TCP/IP — which is the abbreviation for Transmission Control Protocol/Internet Protocol — is a bundle of protocols developed by DARPA between 1978–1983 and from which the internet spawned. We analogize TCP/IP as the information superhighway; architecturally, it is responsible for connection establishment, management, and reliable data transport between software processes on devices.
The problem, though, is TCP/IP, as we know it, doesn’t do anything to govern the processes which run on the hardware it connects. If a central server says, “Hey, I’ve decided Jonathan Manzi’s iPhone no longer belongs to him and belongs to Elon Musk instead” then, presto, TCP/IP makes it happen.
How We Can Throw a Knockout Punch with Distributed Ledger Technology
When each device is manufactured, it follows a recipe — the list of ingredients is called the BOM, or bill of materials. The parts which can have malicious software loaded on them — for example, the microchips — are, at the finest level of detail, unique due to the properties of silicon. In other words, each has a unique fingerprint.
In a distributed ledger framework, each device — take my iPhone — would have the fingerprints of its pertinent parts stored on it — and here’s the kicker — it would have the fingerprints of all the pertinent parts of all other iPhones in the Universe also stored on it. And when a new iPhone is manufactured, my iPhone and all other iPhones in the Universe add the new iPhone’s fingerprints.
This way, if through TCP/IP, a treacherous message comes through — Manzi’s iPhone now belongs to Musk — Manzi’s iPhone understands the Universe recognizes Musk’s iPhone as being assigned to fingerprints which Manzi’s phone does not have. It doesn’t allow the hack to happen.

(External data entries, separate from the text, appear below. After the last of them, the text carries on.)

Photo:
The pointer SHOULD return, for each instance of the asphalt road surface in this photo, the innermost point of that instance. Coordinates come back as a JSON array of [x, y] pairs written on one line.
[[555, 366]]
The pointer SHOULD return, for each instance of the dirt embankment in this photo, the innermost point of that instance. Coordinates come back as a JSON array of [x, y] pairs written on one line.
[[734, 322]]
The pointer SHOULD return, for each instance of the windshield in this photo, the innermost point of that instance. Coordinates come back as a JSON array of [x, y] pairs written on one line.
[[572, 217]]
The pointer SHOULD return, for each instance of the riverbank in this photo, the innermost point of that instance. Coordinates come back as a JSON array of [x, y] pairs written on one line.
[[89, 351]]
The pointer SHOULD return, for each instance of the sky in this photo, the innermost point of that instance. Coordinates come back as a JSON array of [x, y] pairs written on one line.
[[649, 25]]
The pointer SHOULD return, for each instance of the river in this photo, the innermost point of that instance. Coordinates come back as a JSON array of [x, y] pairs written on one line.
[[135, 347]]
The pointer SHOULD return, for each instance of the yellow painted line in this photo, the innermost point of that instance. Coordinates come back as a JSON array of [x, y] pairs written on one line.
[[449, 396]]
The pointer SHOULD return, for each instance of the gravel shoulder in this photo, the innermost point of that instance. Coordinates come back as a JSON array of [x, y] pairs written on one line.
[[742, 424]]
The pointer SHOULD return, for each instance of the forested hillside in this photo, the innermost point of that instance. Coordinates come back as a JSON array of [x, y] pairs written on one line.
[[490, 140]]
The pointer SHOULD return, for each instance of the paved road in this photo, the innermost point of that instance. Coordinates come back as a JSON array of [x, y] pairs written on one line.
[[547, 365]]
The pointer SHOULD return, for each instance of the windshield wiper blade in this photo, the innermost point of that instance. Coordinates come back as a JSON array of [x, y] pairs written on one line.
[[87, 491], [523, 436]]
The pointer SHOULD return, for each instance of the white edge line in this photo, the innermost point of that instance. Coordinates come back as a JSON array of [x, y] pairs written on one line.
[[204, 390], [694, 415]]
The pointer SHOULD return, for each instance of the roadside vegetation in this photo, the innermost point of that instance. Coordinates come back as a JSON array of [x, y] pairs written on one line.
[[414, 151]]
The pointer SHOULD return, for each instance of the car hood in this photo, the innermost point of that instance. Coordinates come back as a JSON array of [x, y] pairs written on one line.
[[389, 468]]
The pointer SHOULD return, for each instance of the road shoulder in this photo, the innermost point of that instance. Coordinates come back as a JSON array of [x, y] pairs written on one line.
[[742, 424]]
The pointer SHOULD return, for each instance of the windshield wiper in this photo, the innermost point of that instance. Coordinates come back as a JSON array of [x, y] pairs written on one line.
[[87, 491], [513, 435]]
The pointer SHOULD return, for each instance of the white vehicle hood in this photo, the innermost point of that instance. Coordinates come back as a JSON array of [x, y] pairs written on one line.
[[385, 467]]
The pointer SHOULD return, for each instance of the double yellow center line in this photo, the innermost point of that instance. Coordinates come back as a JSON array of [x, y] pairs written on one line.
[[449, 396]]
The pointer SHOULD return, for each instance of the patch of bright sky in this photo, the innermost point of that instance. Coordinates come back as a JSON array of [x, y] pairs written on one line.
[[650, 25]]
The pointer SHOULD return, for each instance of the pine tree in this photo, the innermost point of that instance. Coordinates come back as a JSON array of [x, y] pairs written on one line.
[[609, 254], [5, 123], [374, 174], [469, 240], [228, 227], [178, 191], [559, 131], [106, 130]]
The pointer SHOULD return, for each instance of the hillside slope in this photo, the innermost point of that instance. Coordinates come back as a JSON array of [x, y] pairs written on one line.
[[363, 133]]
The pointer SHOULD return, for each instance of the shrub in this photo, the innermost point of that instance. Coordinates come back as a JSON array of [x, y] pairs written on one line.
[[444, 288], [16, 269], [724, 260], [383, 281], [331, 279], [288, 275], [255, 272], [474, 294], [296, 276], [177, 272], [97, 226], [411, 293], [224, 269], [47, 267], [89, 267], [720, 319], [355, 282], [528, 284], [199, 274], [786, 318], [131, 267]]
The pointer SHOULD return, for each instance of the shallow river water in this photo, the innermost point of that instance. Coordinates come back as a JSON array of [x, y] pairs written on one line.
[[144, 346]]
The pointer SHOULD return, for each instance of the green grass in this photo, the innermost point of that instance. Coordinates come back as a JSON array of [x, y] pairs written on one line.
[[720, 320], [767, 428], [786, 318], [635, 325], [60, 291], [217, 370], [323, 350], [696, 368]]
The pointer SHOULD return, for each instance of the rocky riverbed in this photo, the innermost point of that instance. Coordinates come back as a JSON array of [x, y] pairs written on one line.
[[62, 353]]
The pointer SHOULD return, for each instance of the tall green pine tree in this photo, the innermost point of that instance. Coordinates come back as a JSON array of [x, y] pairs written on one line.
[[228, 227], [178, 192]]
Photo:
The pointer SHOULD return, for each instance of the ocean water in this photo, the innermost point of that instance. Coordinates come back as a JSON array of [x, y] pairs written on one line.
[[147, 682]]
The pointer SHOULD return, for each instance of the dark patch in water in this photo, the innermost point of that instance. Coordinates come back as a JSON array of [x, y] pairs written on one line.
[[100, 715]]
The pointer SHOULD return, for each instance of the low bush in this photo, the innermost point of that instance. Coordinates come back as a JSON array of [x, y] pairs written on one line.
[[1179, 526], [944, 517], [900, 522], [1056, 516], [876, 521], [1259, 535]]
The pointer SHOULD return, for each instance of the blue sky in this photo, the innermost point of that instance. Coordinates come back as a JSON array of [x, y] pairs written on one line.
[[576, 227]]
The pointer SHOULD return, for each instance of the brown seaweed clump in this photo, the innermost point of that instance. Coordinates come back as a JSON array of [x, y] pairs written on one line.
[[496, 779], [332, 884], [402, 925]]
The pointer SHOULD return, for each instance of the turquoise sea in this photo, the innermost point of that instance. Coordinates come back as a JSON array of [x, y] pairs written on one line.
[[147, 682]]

To be clear, TCP/IP need not be replaced, we just need to introduce a distributed ledger based protocol to sit on top and coordinate decide-to-device communication.
A Status Quo Which Will Be Our Ruin; A Breakthrough to Unite Us
As we enter the era of cyberware, every gadget and device is a new battleground.
Imagine if an adversary had control of our traffic grids and the delivery rooms of our hospitals.
Just like we united globally around technology to create the internet, we must unite again to prevent cybercrime by bolting on a universal protocol for node-to-node coordination on-top of TCP/IP.
Jonathan Manzi is the Co-Founder and CEO of Beyond Protocol, Inc., a mostly stealth Silicon-Valley distributed ledger technology venture building “the internet of the new era — the ethical language of machines.”